Winner-Take-All Politics: How Washington Made the Rich Richer — And Turned Its Back on the Middle Class by Jacob S. Hacker & Paul Pierson
As Will Rogers famously said, “I am not a member of any organized party — I am a Democrat.”
Jacob Hacker and Paul Pierson detail how the U.S. Chamber of Commerce and the National Association of Manufacturers organized business interests to block progressive legislation in the 70s. This involved both the long affinity between corporate America and the Republican Party and intensive lobbying efforts to dissuade moderate Democrats from voting for progressive legislation in the Senate during the Carter administration.
The first part of the book outlines the contrast between the American economic and political scene after World War II and the 70s with the scene in the past 30 years. Most of this material repeats what has been shown in study after study. The authors counter the usual explanations of the change in a CSI detective style, showing that such things as education and technology do not explain the concentration of power and wealth that has occurred.
What has happened, according to Hacker and Paul Pierson is the strengthen organization of corporate America led by the U.S. Chamber of Commerce and the National Association of Manufacturers and the weakening of organizations which represented a broad spectrum of middle America. The authors describe how the Chamber of Commerce and National Association of Manufacturers successfully lobbied to block labor laws and business regulations during the Carter administration when progressives thought that a Democratic President, Senate and House would enhance regulation of environment and work and product safety as well as eliminate impediments to labor organizations.
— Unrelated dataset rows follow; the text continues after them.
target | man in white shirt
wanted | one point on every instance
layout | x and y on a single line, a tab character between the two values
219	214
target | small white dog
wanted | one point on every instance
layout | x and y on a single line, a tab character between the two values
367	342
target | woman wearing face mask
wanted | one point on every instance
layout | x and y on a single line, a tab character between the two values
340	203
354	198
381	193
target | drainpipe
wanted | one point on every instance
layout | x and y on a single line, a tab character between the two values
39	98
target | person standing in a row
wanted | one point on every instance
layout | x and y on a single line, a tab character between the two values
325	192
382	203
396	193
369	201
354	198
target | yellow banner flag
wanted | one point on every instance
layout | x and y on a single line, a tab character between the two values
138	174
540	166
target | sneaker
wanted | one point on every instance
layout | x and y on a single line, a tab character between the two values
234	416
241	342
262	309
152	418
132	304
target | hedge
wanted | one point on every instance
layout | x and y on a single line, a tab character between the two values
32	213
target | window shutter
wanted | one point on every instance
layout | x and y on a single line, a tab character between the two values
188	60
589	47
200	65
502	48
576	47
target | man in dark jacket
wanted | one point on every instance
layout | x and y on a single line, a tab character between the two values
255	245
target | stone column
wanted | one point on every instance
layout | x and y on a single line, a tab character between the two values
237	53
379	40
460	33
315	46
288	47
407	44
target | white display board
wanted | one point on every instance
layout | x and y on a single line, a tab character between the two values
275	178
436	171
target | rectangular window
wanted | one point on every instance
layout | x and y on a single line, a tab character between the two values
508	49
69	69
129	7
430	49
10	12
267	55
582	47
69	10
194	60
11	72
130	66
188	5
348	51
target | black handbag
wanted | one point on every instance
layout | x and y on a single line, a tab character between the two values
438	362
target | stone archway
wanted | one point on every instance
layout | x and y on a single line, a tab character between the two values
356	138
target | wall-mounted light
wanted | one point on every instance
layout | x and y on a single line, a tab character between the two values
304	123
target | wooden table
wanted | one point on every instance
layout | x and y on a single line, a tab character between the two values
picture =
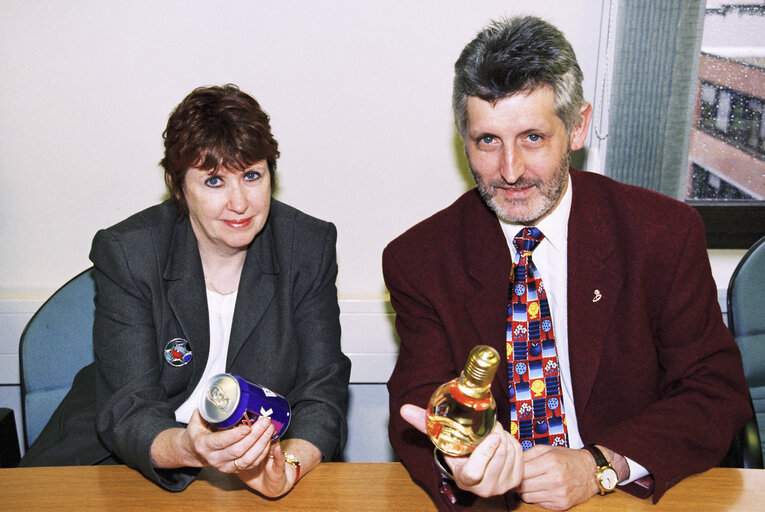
383	487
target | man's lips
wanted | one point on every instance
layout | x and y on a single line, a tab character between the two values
238	223
515	192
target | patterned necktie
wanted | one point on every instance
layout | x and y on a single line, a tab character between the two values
536	403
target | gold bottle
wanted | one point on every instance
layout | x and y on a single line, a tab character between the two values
462	412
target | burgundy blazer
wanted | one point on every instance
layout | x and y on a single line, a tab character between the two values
656	375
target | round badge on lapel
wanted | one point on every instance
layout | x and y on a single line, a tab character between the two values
178	352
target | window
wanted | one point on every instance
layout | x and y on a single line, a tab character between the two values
685	114
726	158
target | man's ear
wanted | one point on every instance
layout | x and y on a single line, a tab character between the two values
579	133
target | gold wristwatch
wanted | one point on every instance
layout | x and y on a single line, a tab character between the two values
292	461
606	476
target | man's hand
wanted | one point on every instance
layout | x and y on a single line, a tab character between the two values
495	467
557	478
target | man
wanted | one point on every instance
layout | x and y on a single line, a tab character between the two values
650	379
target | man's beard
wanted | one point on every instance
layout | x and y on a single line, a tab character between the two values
551	191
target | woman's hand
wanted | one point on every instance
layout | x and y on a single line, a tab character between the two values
198	445
231	450
246	451
272	477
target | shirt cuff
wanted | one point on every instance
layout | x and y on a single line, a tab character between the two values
636	471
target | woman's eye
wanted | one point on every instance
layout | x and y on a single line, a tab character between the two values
213	181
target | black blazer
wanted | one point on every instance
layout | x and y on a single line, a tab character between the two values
150	290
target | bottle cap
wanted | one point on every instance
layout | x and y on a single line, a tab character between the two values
482	364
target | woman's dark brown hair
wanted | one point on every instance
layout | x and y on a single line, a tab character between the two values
216	128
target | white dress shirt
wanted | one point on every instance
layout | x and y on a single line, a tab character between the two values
220	309
550	258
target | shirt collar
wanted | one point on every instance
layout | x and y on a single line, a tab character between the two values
554	226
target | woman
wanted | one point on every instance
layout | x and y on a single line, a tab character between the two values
244	282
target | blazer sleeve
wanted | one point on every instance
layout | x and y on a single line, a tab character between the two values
132	406
424	362
319	397
701	398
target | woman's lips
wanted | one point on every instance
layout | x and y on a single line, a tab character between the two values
238	223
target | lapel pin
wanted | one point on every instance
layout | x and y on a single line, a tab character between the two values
178	352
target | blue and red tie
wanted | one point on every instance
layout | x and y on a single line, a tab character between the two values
536	401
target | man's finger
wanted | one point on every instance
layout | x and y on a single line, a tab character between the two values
415	416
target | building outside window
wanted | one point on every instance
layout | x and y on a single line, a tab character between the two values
727	146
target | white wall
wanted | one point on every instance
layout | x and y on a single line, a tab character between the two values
358	91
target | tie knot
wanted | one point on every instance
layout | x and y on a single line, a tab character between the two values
527	239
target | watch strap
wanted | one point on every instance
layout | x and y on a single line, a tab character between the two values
602	465
600	459
294	462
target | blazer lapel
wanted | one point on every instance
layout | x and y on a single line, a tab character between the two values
594	284
257	286
489	267
186	293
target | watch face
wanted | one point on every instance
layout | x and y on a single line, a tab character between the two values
608	479
291	459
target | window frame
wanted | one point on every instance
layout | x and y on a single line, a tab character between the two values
731	224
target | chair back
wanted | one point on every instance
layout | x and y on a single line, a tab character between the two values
746	320
56	343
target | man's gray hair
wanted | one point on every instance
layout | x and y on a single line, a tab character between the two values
518	55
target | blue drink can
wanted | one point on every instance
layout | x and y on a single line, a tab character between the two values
230	400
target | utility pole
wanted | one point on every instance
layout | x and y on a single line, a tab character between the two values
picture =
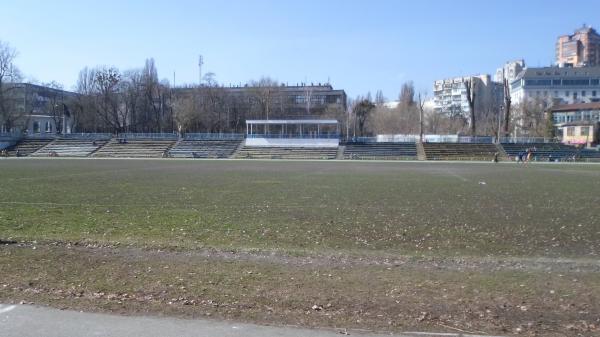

They also describe how corporate America has transformed the Democratic Party from a pro-working class party to a pro-business party, albeit perhaps not quite as pro-business as the Republicans.
Part of the reason for corporate success in Washington is attributed to the decline in participation in labor unions and a variety of middle American organizations including the Veterans of Foreign Wars and service clubs such as Lions, Shriners and Rotary clubs all of which did provide middle America with a more unified voice in the 1940-60s.
The authors also detail the fact that, at least in the late 1970s it wasn’t necessary for the corporate interests to enact new “business-friendly” legislation or to repeal older legislation; all that was necessary was to block passage of progressive legislation. We have seen this strategy repeated both during the Clinton administration which was unable to get health care reform passed. Doing nothing was all that the health care segments required. We have also seen it in 2009 — the Republicans do not need to pass anything for corporate America. All they have to do — and they have been very successful in this — is to block progressive legislation either by threat of filibuster in the Senate, or in committee, or in the 112th Congress the House. And, in either case, we have minority rule.
Hacker and Pierson do not go into great detail about the role of corporate America money in political campaigns. For that side of the story you should read Republic, Lost: How Money Corrupts Congress — and a Plan to Stop It by Lawrence Lessig.
The authors conclude the book with a conclusion “Beating Winner-Take-All” which I must confess is rather disappointing. Having identified the problem as being the effective political organization of corporate America to oppose progressive legislation and even to roll back progressive laws, Hacker and Pierson focus more on the difficulties of getting the tens of millions of middle Americans organized to oppose the corporate takeover of the political system of America. The opposition will require that middle Americans once again organize themselves to speak in Washington — and I might add in their state capitals.
I recommend this book for those who want to have a better understanding of the American political scene today.